Home Arte Napoli: inaugurata a Castel dell’Ovo la mostra “Armeni”

Napoli: inaugurata a Castel dell’Ovo la mostra “Armeni”

573
CONDIVIDI

Inaugurata l’11 settembre nelle sale espositive di Castel dell’Ovo, la mostra di arte contemporanea dal titolo “Armeni”, è un progetto di artisti armeni, quasi tutti in diaspora, che cercano di mantenere viva, attraverso la loro arte, la storia della loro terra. 
E’ prevista la realizzazione di eventi espositivi in varie città italiane e all’estero, così da potere dare vita ad un dialogo sul “fare arte” tra gli artisti armeni e quelli locali.
La città di Napoli, che vede la presenza della chiesa di San Gregorio Armeno, è sembrato il posto ideale dove poterla realizzare.
Le origini del santo e la sua storia nella tradizione cristiana motivano tale scelta anche in termini di orgoglio di appartenenza comune, nonché per il legame spirituale con i luoghi in cui la religione cristiana ha avuto una grande diffusione: l’Italia. Le opere esposte sono la testimonianza di un travaglio di una cultura in fermento: il popolo armeno, vittima, nel secolo scorso, di un genocidio da parte dell’Impero Ottomano che causò la morte di 30.000 armeni, sotto lo sguardo indifferente delle potenze europee.
Sono 21 gli artisti che hanno collaborato alla realizzazione della mostra, provenienti da diverse nazionalità tra cui: Russia, Armenia, America e Repubblica Ceca. “Ho avuto la fortuna di imbattermi nella realtà armena un anno fa – dichiara Giacomo Carlo Tropeano, funzionario del Ministero dei Beni Culturali – in seguito alla realizzazionre di una mostra cui avevano partecipato 3 artisti armeni tenutasi nell’ex carcere Borbonico durante la settimana della cultura.
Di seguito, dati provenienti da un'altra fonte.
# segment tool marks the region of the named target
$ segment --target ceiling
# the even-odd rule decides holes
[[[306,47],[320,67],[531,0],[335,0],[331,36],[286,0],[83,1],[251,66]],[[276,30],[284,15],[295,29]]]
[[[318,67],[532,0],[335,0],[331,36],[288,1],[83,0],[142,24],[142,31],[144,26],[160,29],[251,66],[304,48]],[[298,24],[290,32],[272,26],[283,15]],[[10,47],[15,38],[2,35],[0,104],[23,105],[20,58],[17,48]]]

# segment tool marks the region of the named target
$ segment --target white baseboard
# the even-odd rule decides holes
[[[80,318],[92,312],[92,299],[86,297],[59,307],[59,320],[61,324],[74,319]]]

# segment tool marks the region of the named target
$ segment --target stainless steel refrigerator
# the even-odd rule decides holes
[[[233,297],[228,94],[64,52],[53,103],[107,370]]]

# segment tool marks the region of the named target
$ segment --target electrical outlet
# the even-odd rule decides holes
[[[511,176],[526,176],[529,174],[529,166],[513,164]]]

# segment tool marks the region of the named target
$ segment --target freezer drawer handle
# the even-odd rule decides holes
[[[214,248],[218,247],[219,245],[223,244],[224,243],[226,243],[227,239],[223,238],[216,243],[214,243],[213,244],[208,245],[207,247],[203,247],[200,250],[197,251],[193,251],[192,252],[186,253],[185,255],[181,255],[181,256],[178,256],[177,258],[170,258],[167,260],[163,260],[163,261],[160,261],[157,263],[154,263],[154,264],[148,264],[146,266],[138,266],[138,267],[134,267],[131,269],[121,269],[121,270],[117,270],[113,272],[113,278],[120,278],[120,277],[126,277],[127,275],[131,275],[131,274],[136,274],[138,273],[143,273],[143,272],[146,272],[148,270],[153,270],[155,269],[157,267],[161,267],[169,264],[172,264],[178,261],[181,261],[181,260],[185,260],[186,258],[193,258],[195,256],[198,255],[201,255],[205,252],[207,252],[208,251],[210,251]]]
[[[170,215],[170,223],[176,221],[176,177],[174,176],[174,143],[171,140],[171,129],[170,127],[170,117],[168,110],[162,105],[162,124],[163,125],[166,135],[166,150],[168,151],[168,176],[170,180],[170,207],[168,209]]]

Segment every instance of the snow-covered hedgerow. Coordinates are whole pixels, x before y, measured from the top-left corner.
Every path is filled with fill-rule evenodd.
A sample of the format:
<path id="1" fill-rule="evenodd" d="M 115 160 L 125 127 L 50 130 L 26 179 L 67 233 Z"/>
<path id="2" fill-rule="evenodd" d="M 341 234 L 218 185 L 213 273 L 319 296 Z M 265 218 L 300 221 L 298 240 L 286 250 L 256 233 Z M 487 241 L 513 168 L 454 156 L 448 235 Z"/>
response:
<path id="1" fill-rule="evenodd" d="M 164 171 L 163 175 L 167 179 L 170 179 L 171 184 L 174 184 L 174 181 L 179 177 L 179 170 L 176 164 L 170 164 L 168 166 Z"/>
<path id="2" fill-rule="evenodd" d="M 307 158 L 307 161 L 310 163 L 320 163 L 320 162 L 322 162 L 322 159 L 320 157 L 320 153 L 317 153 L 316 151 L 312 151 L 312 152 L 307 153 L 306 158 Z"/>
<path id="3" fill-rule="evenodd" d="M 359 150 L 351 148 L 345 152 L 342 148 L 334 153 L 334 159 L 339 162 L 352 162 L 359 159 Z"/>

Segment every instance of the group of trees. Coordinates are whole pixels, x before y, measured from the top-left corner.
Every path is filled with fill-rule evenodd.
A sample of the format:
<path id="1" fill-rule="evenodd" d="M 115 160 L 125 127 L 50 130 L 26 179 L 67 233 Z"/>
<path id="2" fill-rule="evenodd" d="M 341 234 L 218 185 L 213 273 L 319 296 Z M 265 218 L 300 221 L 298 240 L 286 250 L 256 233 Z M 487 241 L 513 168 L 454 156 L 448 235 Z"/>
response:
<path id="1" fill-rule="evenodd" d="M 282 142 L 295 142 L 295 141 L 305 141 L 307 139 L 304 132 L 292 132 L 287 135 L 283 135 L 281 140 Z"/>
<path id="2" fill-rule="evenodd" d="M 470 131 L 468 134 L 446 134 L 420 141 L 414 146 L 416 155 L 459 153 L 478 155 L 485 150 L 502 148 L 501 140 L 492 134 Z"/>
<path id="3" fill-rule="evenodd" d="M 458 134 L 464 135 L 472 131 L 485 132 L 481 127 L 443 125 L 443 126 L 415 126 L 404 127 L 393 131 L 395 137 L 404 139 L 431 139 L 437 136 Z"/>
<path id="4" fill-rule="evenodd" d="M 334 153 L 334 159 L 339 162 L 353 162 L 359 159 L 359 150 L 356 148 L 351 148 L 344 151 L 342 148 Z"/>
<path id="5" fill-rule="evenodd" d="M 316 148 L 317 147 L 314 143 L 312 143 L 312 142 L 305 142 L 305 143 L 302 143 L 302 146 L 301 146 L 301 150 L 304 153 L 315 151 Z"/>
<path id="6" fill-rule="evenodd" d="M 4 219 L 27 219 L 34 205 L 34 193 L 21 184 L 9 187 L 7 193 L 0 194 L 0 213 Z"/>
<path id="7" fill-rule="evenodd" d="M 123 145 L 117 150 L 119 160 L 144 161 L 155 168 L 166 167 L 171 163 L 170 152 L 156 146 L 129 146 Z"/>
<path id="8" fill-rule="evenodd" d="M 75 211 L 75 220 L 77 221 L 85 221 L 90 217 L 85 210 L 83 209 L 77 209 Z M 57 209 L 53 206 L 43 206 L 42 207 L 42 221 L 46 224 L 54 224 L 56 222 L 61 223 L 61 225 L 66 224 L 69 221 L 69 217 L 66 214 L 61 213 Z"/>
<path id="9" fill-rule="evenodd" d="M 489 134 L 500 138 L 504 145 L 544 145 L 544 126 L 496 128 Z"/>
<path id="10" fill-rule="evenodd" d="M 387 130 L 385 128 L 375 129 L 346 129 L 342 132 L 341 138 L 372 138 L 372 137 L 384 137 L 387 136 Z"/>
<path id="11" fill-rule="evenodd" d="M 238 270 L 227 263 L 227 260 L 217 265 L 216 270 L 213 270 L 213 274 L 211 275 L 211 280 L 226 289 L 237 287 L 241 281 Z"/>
Da questo evento è nata la mostra attuale. Durante il mio viaggio a Mosca ho visto opere stupende e così ho pensato di dare vita ad un percorso con questi artisti. Mi ha subito incuriosito la complessità culturale del popolo armeno che, pur avendo subito tragiche vicissitudini, è riuscito a mantenere una grande vivacità e voglia di progredire, conservando inalterate le proprie radici. In diaspora in varie nazioni, non hanno cancellato il legame che li unisce alla terra d’origine, un legame che vgliono sentire e vivere in situazioni di collettività”.
La mostra nasce dalla collaborazione dell’ Ambasciata della Repubblica d’Armenia in Italia, con il Comune di Napoli, l’associazione ArtistiArmeni, l’associazione Arte & Progress con il patrocinio del Ministero per i Beni e le Attività Culturali, del Ministero per l’Attuazione del Programma di Governo e della Regione Campania e resterà aperta al pubblico fino al 28 settembre.